We can’t help but be frustrated. We have spent the last month trying to get the next surgery date planned. We know that if the trend has continued, the 3 remaining tumors are likely growing as we wait for a plan. I started off slow and patient, showing as much possible respect as I could to the doctors and their teams and the process itself. In the past week, I have felt I had no choice but to keep calling daily. Communication amongst all of Mason’s doctors continues to be the hardest part to navigate as his parents. I’ve lost count of the number of phone calls that I’ve had with doctors, nurse practitioners, nurses, and their receptionists. And, while I feel that all of these people are excellent in their fields, they are still not working as a team and I am still their go-between. Basically, our surgical team and our oncology team were completely on different pages and I had to let them each know this. Oncology wanted surgery ASAP and surgery thought oncology wanted 2 more rounds of chemo first. The problem with that is now we are stuck waiting even longer because operating room schedules fill up fast and again we are in need of a time slot that 2 different surgeons can be available on the same campus. Even though I had conversations in person with 2 of the doctors today and the other doctor’s nurse via phone, we still don’t have a solid surgery date, not to mention surgical plan.
Today was the start of chemo again after our 2 1/2 weeks of wonderful time at home. It was hard, to say the least, for any of us to walk into that hospital today. For the first time ever, Mason was actually pretty sad and angry that he has to be there. He even complained that the hospital doesn’t smell like home. Poor kid. I would love to have a pity party with him and be sad and angry too, but Matt and I tried our best to occupy his time with as much laughter as possible. Even with his favorite nurse there today, he was just not happy to be there. Who could possibly blame him at this point? Not being able to swim, much less walk, doesn’t make for a very fun summer. And, it doesn’t help that everyone keeps asking him if he has big summer plans. Ummm, NO! Unless you count living in a hospital with poison being pumped into you along with more pain and surgeries “big summer plans.”

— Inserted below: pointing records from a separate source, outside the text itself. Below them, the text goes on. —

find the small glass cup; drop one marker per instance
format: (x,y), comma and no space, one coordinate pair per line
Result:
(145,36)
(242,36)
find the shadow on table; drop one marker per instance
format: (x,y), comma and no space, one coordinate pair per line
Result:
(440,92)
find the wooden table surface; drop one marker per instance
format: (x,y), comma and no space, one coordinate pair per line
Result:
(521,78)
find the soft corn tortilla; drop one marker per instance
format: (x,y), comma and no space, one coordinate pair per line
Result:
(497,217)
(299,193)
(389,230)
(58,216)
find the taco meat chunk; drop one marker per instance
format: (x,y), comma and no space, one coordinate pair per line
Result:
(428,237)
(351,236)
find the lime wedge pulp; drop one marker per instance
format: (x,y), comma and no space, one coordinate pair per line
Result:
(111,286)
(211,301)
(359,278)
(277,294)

So, while we were already frustrated going into today and working hard to make Mason’s day the best it could be, we were hit with more bad news. Today’s x-Rays revealed that the screws that secure the carbon fiber plate to his tibia have already worked their way loose. This would explain why physical therapy is excruciating for him and it’s likely that the exercises we have had to force him to do have worked the screws out. Now, not only can he not do PT, but he has to be fitted for a splint, AND he has to be cut back open again to remove the carbon fiber plate and replace it with a metal plate that can be better formed to his bone. However, we will no longer be able to see through the plate for potential tumor regrowth with it being metal. All of the healing that has been done so far will be undone at a time when chemo is already slowing down any healing by killing new cells that are growing. If we hadn’t already started the current round of chemo when this was discovered on the x-Ray, they would have fit him in for surgery today. But, now, we must wait until he recovers from this chemo before he can handle any surgery. Their plan is to do surgery on the femur and the tibia at the same time now, but not until mid to late July. We’re likely looking at another lengthy surgery.

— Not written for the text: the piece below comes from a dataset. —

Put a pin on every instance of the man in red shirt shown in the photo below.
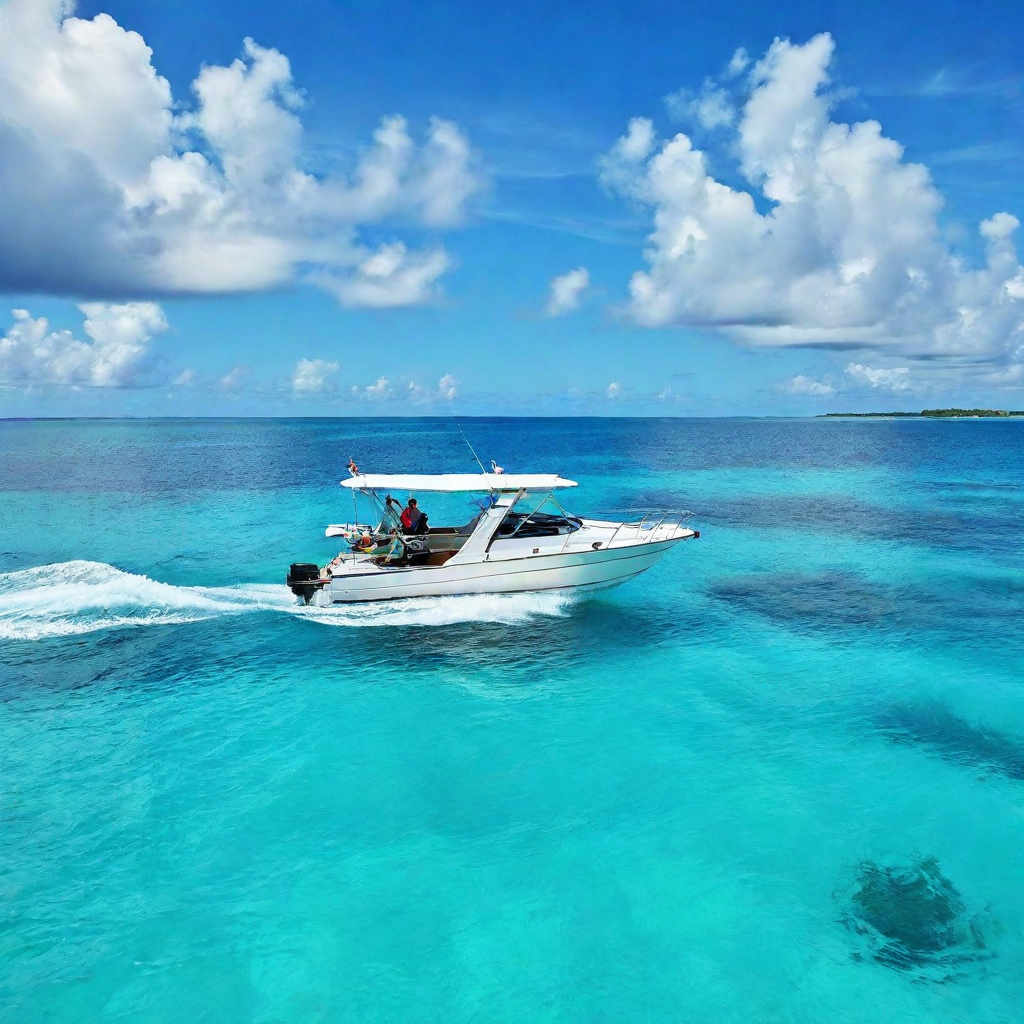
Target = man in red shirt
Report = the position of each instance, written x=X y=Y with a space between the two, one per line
x=413 y=520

July 11, he will have all scans repeated and this will tell the surgeons what route to take for his femur. He’ll either have an adult prosthetic put in to replace his proximal femur, or (if the chemo has actually shrunk the tumors) he will have a segmental resection done with only a graft and small plate. The magnetic prosthetic that would have been able to grow with him is off the table now. Once it reached production, we found out that the mechanism itself is approximately 7″ and it would be a poor decision to remove this much bone for an approximate 1″ area.

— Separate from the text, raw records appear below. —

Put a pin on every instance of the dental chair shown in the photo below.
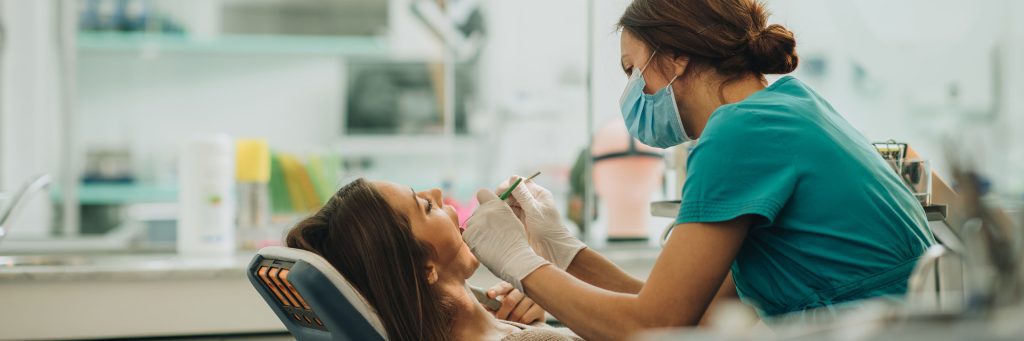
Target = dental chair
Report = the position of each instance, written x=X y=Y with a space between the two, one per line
x=311 y=298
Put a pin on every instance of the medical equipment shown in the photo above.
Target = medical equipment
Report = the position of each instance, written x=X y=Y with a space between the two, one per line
x=311 y=298
x=17 y=201
x=316 y=302
x=508 y=193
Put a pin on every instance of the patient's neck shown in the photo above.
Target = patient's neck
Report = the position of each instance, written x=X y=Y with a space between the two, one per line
x=469 y=320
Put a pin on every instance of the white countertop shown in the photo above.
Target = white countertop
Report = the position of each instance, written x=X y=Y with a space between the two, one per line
x=121 y=267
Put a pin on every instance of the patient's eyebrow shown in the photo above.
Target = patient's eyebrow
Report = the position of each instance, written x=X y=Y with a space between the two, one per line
x=415 y=199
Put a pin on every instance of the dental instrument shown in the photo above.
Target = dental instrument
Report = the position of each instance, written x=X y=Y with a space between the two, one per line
x=508 y=192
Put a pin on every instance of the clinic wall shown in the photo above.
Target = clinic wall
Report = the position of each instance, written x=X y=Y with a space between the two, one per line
x=893 y=73
x=30 y=107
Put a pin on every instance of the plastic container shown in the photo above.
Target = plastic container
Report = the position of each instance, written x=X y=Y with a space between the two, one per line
x=207 y=212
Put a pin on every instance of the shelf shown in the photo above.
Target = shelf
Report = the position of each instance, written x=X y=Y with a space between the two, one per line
x=118 y=194
x=249 y=44
x=406 y=144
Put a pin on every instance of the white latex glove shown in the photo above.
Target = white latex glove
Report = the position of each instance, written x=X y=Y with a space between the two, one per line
x=499 y=241
x=544 y=224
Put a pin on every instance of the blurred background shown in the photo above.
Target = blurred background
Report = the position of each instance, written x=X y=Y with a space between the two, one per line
x=459 y=95
x=103 y=95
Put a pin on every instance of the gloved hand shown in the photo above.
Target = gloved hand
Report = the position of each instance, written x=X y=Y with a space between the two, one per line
x=499 y=241
x=544 y=224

We also found out this week that our favorite oncologist is retiring at the end of the month. He has been such a huge support to us and has walked us through this step by step very patiently from the very beginning. This is the doctor who lets me text him even in the middle of the night if we have concerns. He is the one who sat silently with us as I cried and answered the same questions repeatedly until we could wrap our heads around what we were dealing with. He’s a good man and we are so happy for him, but it really stinks that he’s leaving us now. He has, however, agreed to teach medical students and we are grateful that he will be imparting wisdom from his lifelong work into others who have so much to learn from him.
After spending close to 12 hours at the hospital, I came home tonight so I can work tomorrow. Matt is staying and Mason is in great hands, but I still find it so hard to leave him there. And, he hates it when I have to leave. I’m so grateful that I love my job and that I have the flexibility to only work a couple of days a week. I’m grateful for the distractions it provides and that I can feel useful there. Most of all, I am grateful for the people I work with that provide constant support. But, no matter what, it will just never feel right not being in the hospital when my child is.
If you are reading this, please stop and pray now. Pray for wisdom and communication and scheduling. Pray for strength and positive spirits and the ability to lean on God more than ever.